Photo Credit: Steven Keating, Julian Leland, Levi Cai, and Neri Oxman/Mediated Matter Group
MIT scientists have designed a new robotic system that can 3D print the basic structure of an entire building, an advance that would make building houses a faster, less expensive process.
The building could also be completely customised to the needs of a particular site and the desires of its maker.
Even the internal structure could be modified in new ways, researchers said.
Different materials could be incorporated as the process goes along, and material density could be varied for optimum combinations of strength, insulation, or other properties.
"Ultimately, this approach could enable the design and construction of new kinds of buildings that would not be feasible with traditional building methods, said Steven Keating, from Massachusetts Institute of Technology (MIT) in the US.
The system consists of a tracked vehicle that carries a large, industrial robotic arm, which has a smaller, precision-motion robotic arm at its end.
This highly controllable arm can then be used to direct any construction nozzle, such as those used for pouring concrete or spraying insulation material, as well as additional digital fabrication end effectors, such as a milling head.
Unlike typical 3D printing systems, most of which use some kind of an enclosed, fixed structure to support their nozzles and are limited to building objects that can fit within their overall enclosure, this free-moving system can construct an object of any size.
The researchers used a prototype to build the basic structure of the walls of a 50-foot-diameter, 12-foot-high dome - a project that was completed in less than 14 hours of "printing" time.
For these initial tests, the system fabricated the foam- insulation framework used to form a finished concrete structure.
This construction method, in which polyurethane foam molds are filled with concrete, is similar to traditional commercial insulated-concrete formwork techniques.
The system can be adapted to existing building sites and equipment, and that it will fit existing building codes without requiring whole new evaluations, Keating explains.
Ultimately, the system is intended to be self-sufficient, researchers said.
It is equipped with a scoop that could be used to both prepare the building surface and acquire local materials, such as dirt for a rammed-earth building, for the construction itself. The whole system could be operated electrically, even powered by solar panels.

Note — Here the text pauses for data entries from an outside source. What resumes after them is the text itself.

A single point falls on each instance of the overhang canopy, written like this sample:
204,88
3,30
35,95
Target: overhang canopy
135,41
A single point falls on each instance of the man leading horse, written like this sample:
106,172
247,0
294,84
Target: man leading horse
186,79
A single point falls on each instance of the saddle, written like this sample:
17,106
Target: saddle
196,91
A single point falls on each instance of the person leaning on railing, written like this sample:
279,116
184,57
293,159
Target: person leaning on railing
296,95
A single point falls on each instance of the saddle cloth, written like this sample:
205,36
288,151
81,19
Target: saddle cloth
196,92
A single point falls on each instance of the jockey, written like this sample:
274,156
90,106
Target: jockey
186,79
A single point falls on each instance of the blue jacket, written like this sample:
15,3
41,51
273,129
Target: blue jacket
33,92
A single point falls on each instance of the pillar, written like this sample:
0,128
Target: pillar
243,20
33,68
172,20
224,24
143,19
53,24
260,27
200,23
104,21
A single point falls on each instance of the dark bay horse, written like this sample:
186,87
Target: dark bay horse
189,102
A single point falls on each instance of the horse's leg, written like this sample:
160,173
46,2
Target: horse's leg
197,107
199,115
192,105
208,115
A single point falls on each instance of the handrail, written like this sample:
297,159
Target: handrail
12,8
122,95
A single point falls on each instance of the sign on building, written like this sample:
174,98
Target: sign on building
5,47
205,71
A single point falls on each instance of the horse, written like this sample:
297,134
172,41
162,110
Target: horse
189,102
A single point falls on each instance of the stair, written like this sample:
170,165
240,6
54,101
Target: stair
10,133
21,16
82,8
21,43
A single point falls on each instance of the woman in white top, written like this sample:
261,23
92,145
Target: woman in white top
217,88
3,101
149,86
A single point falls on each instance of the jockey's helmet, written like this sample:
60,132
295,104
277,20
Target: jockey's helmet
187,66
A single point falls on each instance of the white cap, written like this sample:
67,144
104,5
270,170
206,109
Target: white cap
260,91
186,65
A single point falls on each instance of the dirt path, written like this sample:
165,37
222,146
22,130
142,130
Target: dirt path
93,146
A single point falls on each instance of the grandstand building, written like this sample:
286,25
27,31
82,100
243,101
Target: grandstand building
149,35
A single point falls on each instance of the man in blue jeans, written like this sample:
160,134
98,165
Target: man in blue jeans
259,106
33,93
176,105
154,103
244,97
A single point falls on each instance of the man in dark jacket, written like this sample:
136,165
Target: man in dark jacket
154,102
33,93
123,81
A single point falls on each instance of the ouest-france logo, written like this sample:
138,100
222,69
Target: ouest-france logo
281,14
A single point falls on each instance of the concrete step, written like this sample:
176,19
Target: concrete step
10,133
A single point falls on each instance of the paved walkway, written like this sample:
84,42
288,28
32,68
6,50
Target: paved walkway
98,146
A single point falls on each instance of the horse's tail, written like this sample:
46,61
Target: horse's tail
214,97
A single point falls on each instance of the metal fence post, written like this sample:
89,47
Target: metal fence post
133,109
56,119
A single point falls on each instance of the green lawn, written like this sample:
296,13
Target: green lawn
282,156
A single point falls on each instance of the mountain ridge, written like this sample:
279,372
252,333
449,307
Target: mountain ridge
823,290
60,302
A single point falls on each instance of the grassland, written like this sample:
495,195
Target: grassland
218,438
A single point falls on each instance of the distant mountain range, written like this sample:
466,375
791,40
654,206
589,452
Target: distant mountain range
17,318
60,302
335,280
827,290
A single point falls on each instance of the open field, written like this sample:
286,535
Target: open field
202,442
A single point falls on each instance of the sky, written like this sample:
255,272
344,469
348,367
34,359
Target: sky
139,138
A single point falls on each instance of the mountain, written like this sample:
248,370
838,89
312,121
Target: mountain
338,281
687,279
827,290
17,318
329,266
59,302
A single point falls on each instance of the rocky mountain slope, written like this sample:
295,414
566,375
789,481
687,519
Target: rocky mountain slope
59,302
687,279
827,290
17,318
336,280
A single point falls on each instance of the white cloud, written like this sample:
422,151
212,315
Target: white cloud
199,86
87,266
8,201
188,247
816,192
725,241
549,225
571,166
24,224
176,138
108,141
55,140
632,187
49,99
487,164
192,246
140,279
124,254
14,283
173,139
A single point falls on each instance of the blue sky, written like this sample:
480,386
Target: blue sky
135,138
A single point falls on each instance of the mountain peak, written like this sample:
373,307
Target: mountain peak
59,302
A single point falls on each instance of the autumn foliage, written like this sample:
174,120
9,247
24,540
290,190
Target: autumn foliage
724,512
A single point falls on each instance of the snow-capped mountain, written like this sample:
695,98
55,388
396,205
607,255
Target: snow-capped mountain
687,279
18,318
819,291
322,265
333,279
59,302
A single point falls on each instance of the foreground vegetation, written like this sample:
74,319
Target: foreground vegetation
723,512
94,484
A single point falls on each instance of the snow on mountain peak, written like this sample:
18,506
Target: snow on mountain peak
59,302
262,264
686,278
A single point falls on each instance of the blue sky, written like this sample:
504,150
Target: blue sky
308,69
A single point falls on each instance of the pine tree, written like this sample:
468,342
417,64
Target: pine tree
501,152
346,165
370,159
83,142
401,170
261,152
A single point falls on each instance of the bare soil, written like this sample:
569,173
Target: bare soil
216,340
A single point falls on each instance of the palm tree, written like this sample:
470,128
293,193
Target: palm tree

The idea is that such systems could be deployed to remote regions, for example in the developing world, or to areas for disaster relief after a major storm or earthquake, to provide durable shelter rapidly.
The ultimate vision is "in the future, to have something totally autonomous, that you could send to the moon or Mars or Antarctica, and it would just go out and make these buildings for years," said Keating.
The research as published in the journal Science Robotics.